Art

Winds of Change: Curator Omar Kholeif

Omar Kholeif. Portrait by Eric T. White.
Omar Kholeif. Portrait by Eric T. White.

If Instagram is art’s new frontier, then consider “You Are Here: Art After the Internet” a roadmap. Published in 2014, this collection of essays and artworks is the brainchild of Omar Kholeif, a writer and curator who treads fearlessly into the developing terrain of “Internet-aware” art, a term he prefers to the more popular misnomer, “post-Internet art.” Kholeif revisited some of the book’s main ideas this winter with the exhibition “Electronic Superhighway (2016–1966),” a sprawling survey at London’s Whitechapel Gallery, where Kholeif served as exhibitions curator before taking up a post as the Manilow Senior Curator at the Museum of Contemporary Art Chicago last November.

“Even before being an exhibition maker, I am a storyteller,” he adds, admitting that he puts great value on subjectivity. “I cannot stand things that are apolitical or that try to speak to everyone without first rooting themselves in the perspective of an individual.” Kholeif’s own point of view makes for quite a tale, one partially laid out in his 2014 memoir, “Jeddah Childhood Circa 1994.” Born in Cairo, he spent his early years pinballing between Egypt, Great Britain, the United States and Saudi Arabia. The experience left him with a pronounced sympathy for what he calls “outsiders.” “Isn’t that what artists are?” Kholeif jokes. “Society’s outsiders?”

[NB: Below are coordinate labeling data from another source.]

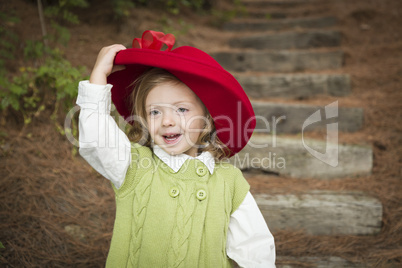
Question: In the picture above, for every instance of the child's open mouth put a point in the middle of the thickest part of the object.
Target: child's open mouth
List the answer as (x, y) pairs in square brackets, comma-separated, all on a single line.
[(172, 138)]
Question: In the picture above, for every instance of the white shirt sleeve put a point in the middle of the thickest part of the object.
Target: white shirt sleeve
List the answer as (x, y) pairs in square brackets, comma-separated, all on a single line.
[(102, 144), (250, 243)]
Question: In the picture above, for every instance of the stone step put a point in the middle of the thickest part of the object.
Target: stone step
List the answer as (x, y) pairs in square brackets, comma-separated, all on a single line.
[(322, 212), (294, 86), (317, 262), (280, 24), (261, 14), (295, 118), (288, 40), (300, 157), (279, 61), (274, 3)]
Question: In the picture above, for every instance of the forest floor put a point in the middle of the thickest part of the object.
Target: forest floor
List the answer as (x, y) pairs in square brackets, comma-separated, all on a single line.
[(56, 211)]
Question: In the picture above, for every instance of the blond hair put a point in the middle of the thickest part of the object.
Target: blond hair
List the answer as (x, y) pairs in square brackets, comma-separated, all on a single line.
[(208, 141)]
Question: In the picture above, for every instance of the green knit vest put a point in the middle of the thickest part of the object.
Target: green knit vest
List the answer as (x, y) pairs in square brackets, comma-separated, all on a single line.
[(168, 219)]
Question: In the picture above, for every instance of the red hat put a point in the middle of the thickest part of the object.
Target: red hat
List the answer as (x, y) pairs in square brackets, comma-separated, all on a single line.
[(220, 92)]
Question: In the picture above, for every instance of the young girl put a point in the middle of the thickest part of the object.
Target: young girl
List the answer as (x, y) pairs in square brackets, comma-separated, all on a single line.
[(178, 202)]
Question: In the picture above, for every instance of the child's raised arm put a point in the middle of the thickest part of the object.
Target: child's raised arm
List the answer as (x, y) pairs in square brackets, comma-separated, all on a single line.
[(104, 64), (102, 144)]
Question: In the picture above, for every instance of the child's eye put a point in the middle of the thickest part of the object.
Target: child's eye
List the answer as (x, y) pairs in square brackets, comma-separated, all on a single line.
[(182, 110), (153, 112)]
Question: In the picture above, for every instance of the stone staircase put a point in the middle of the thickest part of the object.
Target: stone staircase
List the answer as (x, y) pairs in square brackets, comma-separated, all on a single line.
[(286, 59)]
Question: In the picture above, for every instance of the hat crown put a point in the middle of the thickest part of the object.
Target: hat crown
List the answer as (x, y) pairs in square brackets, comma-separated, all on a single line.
[(196, 54)]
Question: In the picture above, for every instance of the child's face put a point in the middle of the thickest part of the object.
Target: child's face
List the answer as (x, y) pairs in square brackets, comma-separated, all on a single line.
[(175, 117)]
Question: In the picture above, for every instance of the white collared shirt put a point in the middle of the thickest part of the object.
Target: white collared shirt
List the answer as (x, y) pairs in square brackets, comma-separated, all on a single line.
[(107, 149)]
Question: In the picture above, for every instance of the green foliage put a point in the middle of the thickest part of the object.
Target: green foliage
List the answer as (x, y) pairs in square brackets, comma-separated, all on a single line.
[(60, 10), (34, 88), (121, 7)]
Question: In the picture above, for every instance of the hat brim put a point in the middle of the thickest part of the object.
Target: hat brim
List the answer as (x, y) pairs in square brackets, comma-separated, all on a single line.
[(220, 92)]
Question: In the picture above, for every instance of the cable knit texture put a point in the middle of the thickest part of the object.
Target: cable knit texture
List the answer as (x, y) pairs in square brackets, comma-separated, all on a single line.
[(168, 219)]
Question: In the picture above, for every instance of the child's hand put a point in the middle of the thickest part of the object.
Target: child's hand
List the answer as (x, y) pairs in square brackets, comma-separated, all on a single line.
[(104, 64)]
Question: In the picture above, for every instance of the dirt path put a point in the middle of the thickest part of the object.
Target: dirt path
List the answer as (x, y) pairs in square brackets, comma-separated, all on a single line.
[(55, 211)]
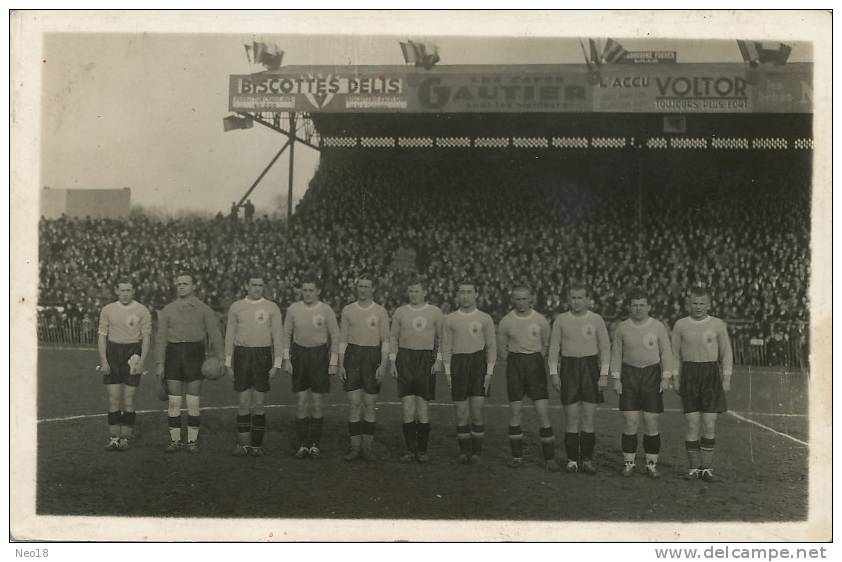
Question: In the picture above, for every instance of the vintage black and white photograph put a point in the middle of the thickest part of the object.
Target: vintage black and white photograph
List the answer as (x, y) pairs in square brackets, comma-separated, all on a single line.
[(477, 276)]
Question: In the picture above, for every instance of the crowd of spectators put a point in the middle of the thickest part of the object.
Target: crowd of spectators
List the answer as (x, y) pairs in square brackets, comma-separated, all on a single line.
[(741, 229)]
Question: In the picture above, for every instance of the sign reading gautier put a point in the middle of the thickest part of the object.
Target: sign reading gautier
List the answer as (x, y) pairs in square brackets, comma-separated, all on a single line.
[(667, 88)]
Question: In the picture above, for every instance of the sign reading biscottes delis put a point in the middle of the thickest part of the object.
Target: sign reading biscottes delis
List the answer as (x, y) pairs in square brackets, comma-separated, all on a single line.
[(659, 88)]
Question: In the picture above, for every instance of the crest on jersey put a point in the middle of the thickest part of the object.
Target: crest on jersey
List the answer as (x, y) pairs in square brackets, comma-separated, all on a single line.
[(260, 316), (132, 320), (419, 323)]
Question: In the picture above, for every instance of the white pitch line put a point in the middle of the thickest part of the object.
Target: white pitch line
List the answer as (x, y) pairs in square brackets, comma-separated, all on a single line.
[(437, 404), (767, 428)]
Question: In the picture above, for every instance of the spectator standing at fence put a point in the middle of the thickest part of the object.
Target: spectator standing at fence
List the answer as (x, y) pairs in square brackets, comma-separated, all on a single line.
[(183, 327), (704, 365), (253, 355), (311, 339), (125, 330), (641, 366), (522, 339), (363, 358), (469, 351), (581, 340), (415, 358)]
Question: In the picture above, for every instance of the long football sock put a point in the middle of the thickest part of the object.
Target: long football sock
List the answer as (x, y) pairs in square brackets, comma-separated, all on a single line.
[(316, 425), (302, 428), (423, 436), (127, 420), (516, 441), (652, 447), (571, 446), (706, 446), (694, 456), (477, 437), (243, 429), (114, 424), (193, 423), (410, 437), (174, 425), (629, 446), (587, 441), (547, 443), (258, 429), (463, 436)]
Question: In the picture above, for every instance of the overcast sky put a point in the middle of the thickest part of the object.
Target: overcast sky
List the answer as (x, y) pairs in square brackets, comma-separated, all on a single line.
[(144, 110)]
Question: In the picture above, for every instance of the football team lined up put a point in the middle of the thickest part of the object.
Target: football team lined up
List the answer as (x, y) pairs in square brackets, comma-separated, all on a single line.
[(418, 345)]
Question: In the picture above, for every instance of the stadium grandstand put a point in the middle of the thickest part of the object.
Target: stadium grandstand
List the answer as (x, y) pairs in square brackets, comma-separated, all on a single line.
[(441, 177)]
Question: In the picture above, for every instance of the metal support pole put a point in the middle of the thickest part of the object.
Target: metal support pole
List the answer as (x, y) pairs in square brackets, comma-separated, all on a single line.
[(263, 173), (291, 143), (640, 156)]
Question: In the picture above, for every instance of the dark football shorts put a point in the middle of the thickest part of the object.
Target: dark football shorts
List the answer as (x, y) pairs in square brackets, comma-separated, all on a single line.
[(361, 362), (701, 388), (526, 374), (414, 376), (310, 368), (183, 361), (641, 389), (251, 368), (117, 355), (467, 375), (580, 380)]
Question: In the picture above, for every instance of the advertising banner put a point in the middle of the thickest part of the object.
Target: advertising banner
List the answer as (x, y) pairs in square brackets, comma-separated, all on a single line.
[(612, 88)]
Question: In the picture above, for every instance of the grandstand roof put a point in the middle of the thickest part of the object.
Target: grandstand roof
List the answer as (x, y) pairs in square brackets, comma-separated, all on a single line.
[(691, 88)]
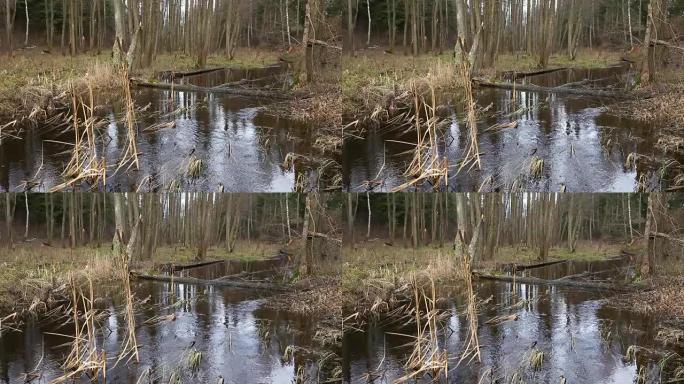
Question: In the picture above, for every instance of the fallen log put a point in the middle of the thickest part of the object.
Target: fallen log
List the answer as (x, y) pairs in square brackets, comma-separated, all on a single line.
[(558, 89), (225, 90), (181, 74), (221, 283), (173, 267), (324, 236), (567, 283), (516, 267), (518, 75)]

If so, the curator grew up among quite a glamorous band of them. The great-nephew of the legendary Egyptian actress Shadia and a family friend of Omar Sharif, he remembers his mother, an arts writer and film critic, entertaining the stars of Egyptian television and film in their living room. “Egyptian cinema, the bedrock of all Arab cinema as we know it, was always part of my blood,” Kholeif recalls, recounting the shock he felt upon discovering how little was known outside the Arab world. “I was so confused. Why were we only seeing turbulent documentaries in a handful of film festivals?” To correct this imbalance, Kholeif founded the Arab Film Festival, single-handedly organizing more than 200 screenings across Great Britain.

Basim Magdy’s The Dent (2014) from a show of his work curated by Omar Kholeif at the Museum of Contemporary Art Chicago. Courtesy of MCA Chicago.

It is through passion projects like these that Kholeif has established himself as the go-to curator for the Middle East, North Africa and the Mediterranean. He oversaw the Armory fair’s Focus section on the region in 2014 and the Cyprus Pavilion at the 2015 Venice Biennale. “I am not an Arab curator who only does Arab shows, but I always look from the Arab world, from North Africa and the Middle East upwards, downwards and sideways to the four corners of the globe,” he explains. “But that doesn’t mean that I believe in geographic or regional silos either. I believe that Cyprus is as Arab as Lebanon in the same way that Morocco is as much Spain or France. We are all a polyglot mess, and we should embrace that.”

Accordingly, Kholeif’s first major project at the Museum of Contemporary Art Chicago, opening in December, combines many of his key interests through a solo show of Egyptian-born artist Basim Magdy, whose films weave together unrelated footage with poetic fragments of dialogue. While there are no telltale markers of Instagram filters, Magdy’s films still exhibit some “Internet awareness” in the sense that their seamless blending of language and image streams echoes the infinite feeds of social media platforms. It’s an auspicious first step into Kholeif’s latest frontier: Middle America.